You are viewing a plain text version of this content. The canonical link for it is here.
Posted to commits@spark.apache.org by yl...@apache.org on 2017/07/15 12:56:45 UTC

spark git commit: [SPARK-20307][ML][SPARKR][FOLLOW-UP] RFormula should handle invalid for both features and label column.

Repository: spark
Updated Branches:
  refs/heads/master 74ac1fb08 -> 69e5282d3


[SPARK-20307][ML][SPARKR][FOLLOW-UP] RFormula should handle invalid for both features and label column.

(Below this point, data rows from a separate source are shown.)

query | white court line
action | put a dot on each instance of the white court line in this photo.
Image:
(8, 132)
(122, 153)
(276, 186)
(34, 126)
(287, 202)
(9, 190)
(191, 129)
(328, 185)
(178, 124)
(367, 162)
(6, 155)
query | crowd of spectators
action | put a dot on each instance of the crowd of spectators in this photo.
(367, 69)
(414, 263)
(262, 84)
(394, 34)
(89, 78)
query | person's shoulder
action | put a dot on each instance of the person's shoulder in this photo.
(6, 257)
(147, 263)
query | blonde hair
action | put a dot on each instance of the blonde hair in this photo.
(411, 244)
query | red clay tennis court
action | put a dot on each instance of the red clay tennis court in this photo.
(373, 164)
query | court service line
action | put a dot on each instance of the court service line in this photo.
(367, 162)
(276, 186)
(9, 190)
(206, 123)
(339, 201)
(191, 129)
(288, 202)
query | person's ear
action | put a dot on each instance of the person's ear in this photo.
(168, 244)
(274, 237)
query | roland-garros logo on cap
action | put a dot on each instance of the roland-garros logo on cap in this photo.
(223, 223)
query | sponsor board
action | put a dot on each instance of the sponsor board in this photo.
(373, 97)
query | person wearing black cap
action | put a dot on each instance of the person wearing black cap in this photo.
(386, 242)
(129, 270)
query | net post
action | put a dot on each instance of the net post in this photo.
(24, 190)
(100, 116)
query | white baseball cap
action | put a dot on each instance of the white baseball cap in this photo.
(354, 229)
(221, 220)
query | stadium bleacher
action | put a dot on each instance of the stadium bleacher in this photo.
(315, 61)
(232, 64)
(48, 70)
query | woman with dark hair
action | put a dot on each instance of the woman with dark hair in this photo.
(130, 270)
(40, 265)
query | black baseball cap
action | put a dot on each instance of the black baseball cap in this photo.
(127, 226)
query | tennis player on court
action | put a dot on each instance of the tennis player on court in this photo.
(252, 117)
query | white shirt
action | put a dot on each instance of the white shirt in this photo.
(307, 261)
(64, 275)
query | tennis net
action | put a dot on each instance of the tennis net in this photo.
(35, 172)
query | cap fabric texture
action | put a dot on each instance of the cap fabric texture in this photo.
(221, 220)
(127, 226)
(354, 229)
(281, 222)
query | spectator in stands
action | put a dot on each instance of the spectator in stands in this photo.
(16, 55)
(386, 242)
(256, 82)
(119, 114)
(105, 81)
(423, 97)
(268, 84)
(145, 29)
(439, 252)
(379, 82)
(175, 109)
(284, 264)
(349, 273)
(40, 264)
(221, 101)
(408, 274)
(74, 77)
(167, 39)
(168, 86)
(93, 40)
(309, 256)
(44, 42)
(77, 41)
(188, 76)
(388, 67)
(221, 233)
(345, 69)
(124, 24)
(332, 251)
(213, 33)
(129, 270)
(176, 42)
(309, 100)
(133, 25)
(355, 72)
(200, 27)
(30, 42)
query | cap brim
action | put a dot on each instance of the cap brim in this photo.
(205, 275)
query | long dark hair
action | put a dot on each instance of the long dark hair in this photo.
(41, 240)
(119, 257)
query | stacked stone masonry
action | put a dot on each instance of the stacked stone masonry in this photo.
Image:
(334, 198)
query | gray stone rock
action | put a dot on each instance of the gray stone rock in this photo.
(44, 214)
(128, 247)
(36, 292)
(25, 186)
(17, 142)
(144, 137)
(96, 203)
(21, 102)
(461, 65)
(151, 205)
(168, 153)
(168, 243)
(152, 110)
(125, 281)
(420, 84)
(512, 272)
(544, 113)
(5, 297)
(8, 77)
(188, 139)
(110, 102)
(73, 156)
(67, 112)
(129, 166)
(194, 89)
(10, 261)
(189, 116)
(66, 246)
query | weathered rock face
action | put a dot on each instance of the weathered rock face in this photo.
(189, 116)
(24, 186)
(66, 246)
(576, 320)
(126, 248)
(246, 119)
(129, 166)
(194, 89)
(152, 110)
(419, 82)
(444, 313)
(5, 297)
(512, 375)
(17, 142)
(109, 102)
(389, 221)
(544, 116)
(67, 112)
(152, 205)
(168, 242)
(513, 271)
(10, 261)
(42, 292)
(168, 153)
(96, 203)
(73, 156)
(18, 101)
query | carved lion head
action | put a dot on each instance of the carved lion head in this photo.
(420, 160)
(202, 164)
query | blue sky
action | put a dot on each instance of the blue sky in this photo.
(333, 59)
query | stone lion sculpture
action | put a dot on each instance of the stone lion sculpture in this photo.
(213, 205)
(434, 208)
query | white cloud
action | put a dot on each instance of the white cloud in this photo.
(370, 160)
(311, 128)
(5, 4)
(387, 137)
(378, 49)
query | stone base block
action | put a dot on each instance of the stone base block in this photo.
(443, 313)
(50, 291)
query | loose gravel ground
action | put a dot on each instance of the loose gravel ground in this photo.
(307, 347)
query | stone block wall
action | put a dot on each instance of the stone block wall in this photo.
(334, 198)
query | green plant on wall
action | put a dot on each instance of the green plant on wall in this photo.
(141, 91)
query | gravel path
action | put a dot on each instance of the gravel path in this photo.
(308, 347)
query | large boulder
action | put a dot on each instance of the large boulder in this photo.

## What changes were proposed in this pull request?
```RFormula``` should handle invalid for both features and label column.
#18496 only handle invalid values in features column. This PR add handling invalid values for label column and test cases.

## How was this patch tested?
Add test cases.

Author: Yanbo Liang <yb...@gmail.com>

Closes #18613 from yanboliang/spark-20307.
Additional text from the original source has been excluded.